In the face of federal attacks on our energy progress, we need state leaders to step up and lead. The good news is New Jersey has a vision for its energy future.
Recognizing both the urgency and the opportunity, Governor Mikie Sherrill has put early markers down on where she wants the state to go. Some of Governor Sherrill’s first actions after taking office emphasize getting cleaner power online quickly and using today’s grid more efficiently. By elevating strategies like virtual power plants, speeding up interconnection and permitting of solar and storage, she has identified practical ways to tackle affordability and reliability at the same time.
Virtual power plants allow homes and businesses with rooftop solar, batteries, and smart devices to work together during periods of high demand, reducing strain on the grid and helping prevent price spikes. Storage projects help ensure power is available when it’s needed most, improving reliability while reducing exposure to volatile fuel costs.

These are not abstract concepts.
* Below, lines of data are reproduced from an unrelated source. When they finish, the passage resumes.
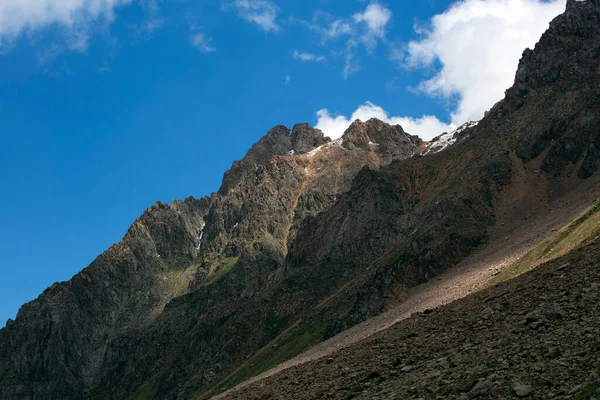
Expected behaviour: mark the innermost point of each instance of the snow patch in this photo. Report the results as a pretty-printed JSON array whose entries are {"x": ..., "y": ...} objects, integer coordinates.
[
  {"x": 200, "y": 240},
  {"x": 337, "y": 142},
  {"x": 446, "y": 140}
]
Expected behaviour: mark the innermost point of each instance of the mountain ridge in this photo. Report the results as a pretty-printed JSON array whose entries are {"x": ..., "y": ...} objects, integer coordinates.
[{"x": 295, "y": 248}]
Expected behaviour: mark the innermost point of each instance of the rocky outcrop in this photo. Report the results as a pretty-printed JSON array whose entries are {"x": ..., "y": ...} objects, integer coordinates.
[
  {"x": 305, "y": 238},
  {"x": 80, "y": 337}
]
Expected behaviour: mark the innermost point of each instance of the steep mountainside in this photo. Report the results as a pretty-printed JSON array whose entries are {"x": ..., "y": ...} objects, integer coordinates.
[
  {"x": 63, "y": 344},
  {"x": 307, "y": 237},
  {"x": 532, "y": 337}
]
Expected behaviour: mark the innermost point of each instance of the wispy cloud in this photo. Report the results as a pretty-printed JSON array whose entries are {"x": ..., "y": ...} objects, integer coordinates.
[
  {"x": 75, "y": 18},
  {"x": 105, "y": 68},
  {"x": 351, "y": 65},
  {"x": 303, "y": 56},
  {"x": 260, "y": 12},
  {"x": 426, "y": 127},
  {"x": 376, "y": 17},
  {"x": 478, "y": 44},
  {"x": 362, "y": 29},
  {"x": 202, "y": 43}
]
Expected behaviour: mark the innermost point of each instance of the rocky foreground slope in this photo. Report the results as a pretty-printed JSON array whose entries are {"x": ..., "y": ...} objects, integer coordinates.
[
  {"x": 306, "y": 238},
  {"x": 536, "y": 336}
]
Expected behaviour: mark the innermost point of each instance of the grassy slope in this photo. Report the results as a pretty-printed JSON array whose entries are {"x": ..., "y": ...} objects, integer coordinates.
[{"x": 579, "y": 232}]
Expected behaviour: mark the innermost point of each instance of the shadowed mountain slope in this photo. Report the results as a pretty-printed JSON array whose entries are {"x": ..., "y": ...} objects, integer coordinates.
[{"x": 306, "y": 238}]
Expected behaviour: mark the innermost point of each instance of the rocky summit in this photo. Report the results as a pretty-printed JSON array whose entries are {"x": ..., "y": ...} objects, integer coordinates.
[{"x": 308, "y": 239}]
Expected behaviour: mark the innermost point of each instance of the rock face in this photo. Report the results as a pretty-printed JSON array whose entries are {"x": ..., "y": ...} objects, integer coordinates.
[
  {"x": 72, "y": 341},
  {"x": 305, "y": 238}
]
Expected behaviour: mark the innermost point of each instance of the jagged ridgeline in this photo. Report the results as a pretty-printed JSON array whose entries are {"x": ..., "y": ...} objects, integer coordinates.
[{"x": 307, "y": 237}]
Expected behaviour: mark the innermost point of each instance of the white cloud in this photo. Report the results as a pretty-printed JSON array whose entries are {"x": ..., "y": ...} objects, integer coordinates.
[
  {"x": 202, "y": 43},
  {"x": 260, "y": 12},
  {"x": 366, "y": 29},
  {"x": 302, "y": 56},
  {"x": 426, "y": 127},
  {"x": 478, "y": 44},
  {"x": 74, "y": 17},
  {"x": 351, "y": 65}
]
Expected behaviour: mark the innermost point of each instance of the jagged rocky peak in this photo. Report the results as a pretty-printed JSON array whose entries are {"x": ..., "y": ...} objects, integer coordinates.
[
  {"x": 447, "y": 139},
  {"x": 279, "y": 141},
  {"x": 305, "y": 138},
  {"x": 560, "y": 55},
  {"x": 389, "y": 140}
]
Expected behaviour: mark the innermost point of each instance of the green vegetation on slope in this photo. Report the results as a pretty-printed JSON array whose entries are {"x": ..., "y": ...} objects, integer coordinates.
[
  {"x": 225, "y": 266},
  {"x": 579, "y": 232}
]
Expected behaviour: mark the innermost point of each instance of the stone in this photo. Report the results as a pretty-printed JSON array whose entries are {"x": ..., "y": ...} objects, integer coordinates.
[{"x": 522, "y": 390}]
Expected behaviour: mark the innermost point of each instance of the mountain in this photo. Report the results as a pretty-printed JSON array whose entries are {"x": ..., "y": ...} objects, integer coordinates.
[{"x": 308, "y": 237}]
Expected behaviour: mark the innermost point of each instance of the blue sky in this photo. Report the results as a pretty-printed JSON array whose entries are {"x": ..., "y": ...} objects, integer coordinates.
[{"x": 109, "y": 105}]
They are concrete tools designed to bring more power online faster and more affordably than traditional infrastructure alone. Clean energy is now among the most cost-effective sources of new electricity. It can be deployed relatively quickly, attract private capital, and reduce long-term price volatility. States that move decisively are seeing new jobs and stronger grid resilience. Those that hesitate risk losing both economic momentum and consumer savings.
Governor Sherrill has also signaled a desire to hold PJM accountable for the market rules and planning decisions directly impacting what New Jersey residents pay for power.
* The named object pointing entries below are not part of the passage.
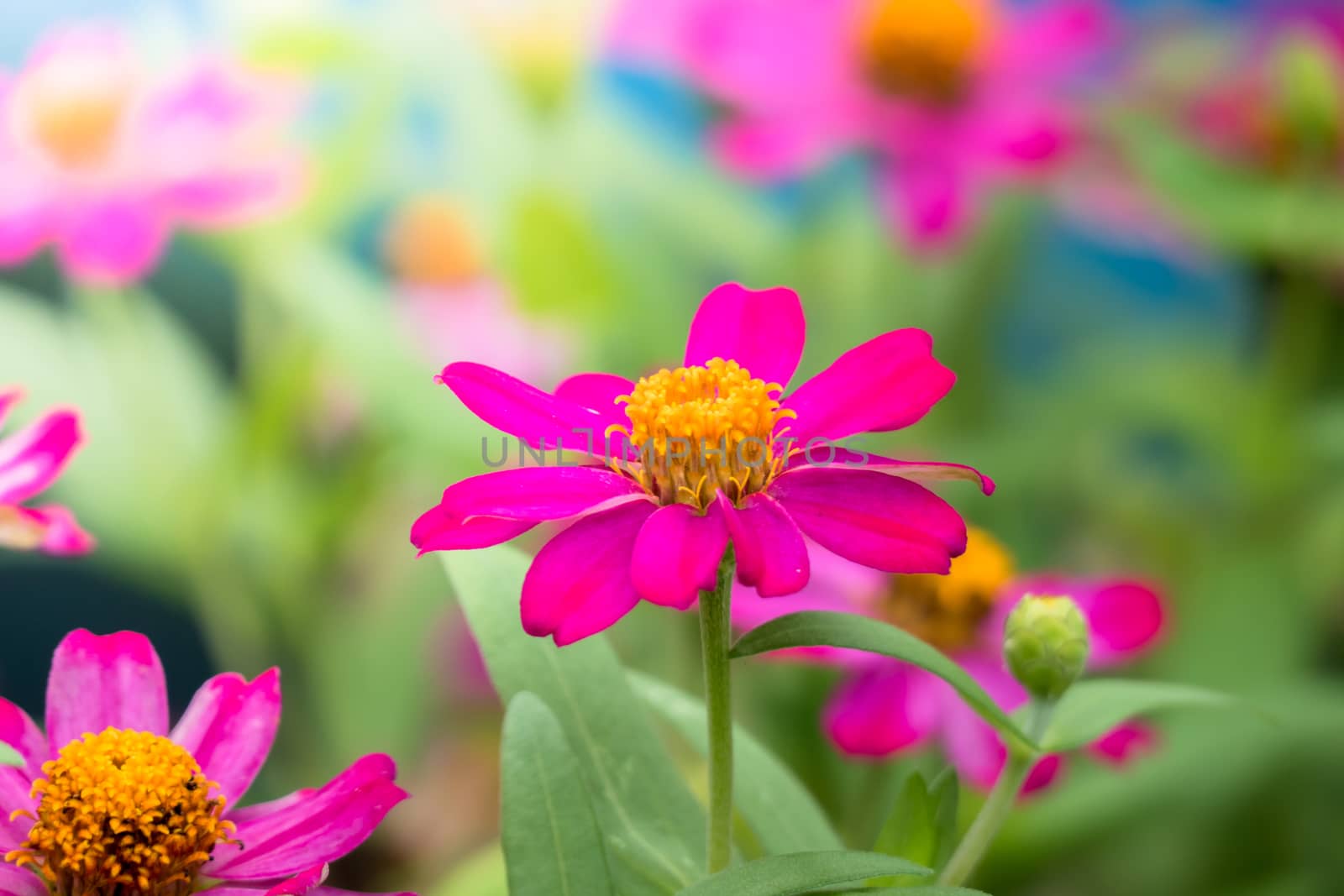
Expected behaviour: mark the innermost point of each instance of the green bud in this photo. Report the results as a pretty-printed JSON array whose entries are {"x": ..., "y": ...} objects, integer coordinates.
[{"x": 1046, "y": 644}]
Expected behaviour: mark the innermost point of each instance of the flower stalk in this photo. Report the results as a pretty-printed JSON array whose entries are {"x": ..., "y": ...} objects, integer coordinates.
[{"x": 716, "y": 640}]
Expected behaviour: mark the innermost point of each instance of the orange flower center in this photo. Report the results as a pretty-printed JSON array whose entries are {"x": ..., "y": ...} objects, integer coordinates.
[
  {"x": 703, "y": 429},
  {"x": 430, "y": 244},
  {"x": 948, "y": 610},
  {"x": 922, "y": 50},
  {"x": 121, "y": 813}
]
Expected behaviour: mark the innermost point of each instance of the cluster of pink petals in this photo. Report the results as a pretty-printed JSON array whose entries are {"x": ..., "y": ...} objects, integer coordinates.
[
  {"x": 886, "y": 707},
  {"x": 622, "y": 546},
  {"x": 118, "y": 681},
  {"x": 199, "y": 147},
  {"x": 30, "y": 461},
  {"x": 796, "y": 97}
]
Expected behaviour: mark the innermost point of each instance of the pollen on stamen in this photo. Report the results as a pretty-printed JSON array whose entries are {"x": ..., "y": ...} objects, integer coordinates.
[
  {"x": 705, "y": 429},
  {"x": 123, "y": 812}
]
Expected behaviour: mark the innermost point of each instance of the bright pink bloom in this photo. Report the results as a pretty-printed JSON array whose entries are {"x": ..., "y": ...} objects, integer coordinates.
[
  {"x": 886, "y": 707},
  {"x": 30, "y": 461},
  {"x": 949, "y": 96},
  {"x": 701, "y": 456},
  {"x": 108, "y": 747},
  {"x": 102, "y": 159}
]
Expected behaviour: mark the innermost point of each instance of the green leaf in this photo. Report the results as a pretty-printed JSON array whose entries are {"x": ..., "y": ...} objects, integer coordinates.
[
  {"x": 654, "y": 825},
  {"x": 10, "y": 757},
  {"x": 801, "y": 873},
  {"x": 1092, "y": 708},
  {"x": 776, "y": 805},
  {"x": 822, "y": 627},
  {"x": 551, "y": 842}
]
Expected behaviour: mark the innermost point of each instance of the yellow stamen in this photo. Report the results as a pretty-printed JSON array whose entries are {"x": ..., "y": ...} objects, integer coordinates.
[
  {"x": 922, "y": 50},
  {"x": 703, "y": 429},
  {"x": 120, "y": 813},
  {"x": 947, "y": 610}
]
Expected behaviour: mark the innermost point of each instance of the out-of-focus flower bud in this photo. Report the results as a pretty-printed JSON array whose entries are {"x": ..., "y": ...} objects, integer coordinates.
[{"x": 1046, "y": 644}]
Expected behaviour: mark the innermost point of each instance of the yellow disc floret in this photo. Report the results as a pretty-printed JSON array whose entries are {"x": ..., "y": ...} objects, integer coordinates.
[
  {"x": 705, "y": 429},
  {"x": 922, "y": 50},
  {"x": 947, "y": 610},
  {"x": 123, "y": 812}
]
The Governor’s policy foundation is sound. The question now is implementation.
Executive orders set direction, but follow-through determines impact. Stakeholders across the energy sector are looking for clarity on next steps, job-creating businesses seek predictability, ratepayers need relief, and workers need projects breaking ground.
State Senate and House members must get behind Governor Sherrill’s efforts to accelerate these pressure-tested strategies.
New Jersey has the workforce, the demand, and the policy structures to lead. Governor Sherrill has demonstrated an understanding of the barriers holding the system back and the strategies to overcome them. Now the state must translate vision into measurable progress — scaling programs, meeting timelines, and pressing for reforms that unlock stalled projects.
New Jersey can lower costs, protect jobs, and modernize its energy system at the same time. In a moment of federal uncertainty and rising regional pressure, pace matters. The plan is there and delivering on it will determine whether New Jersey truly meets this moment.
Kim Jemaine is Managing Director of Counterspark, a national climate and clean energy advocacy organization that champions the technologies needed to address the climate crisis and the political leaders with the will to tackle it.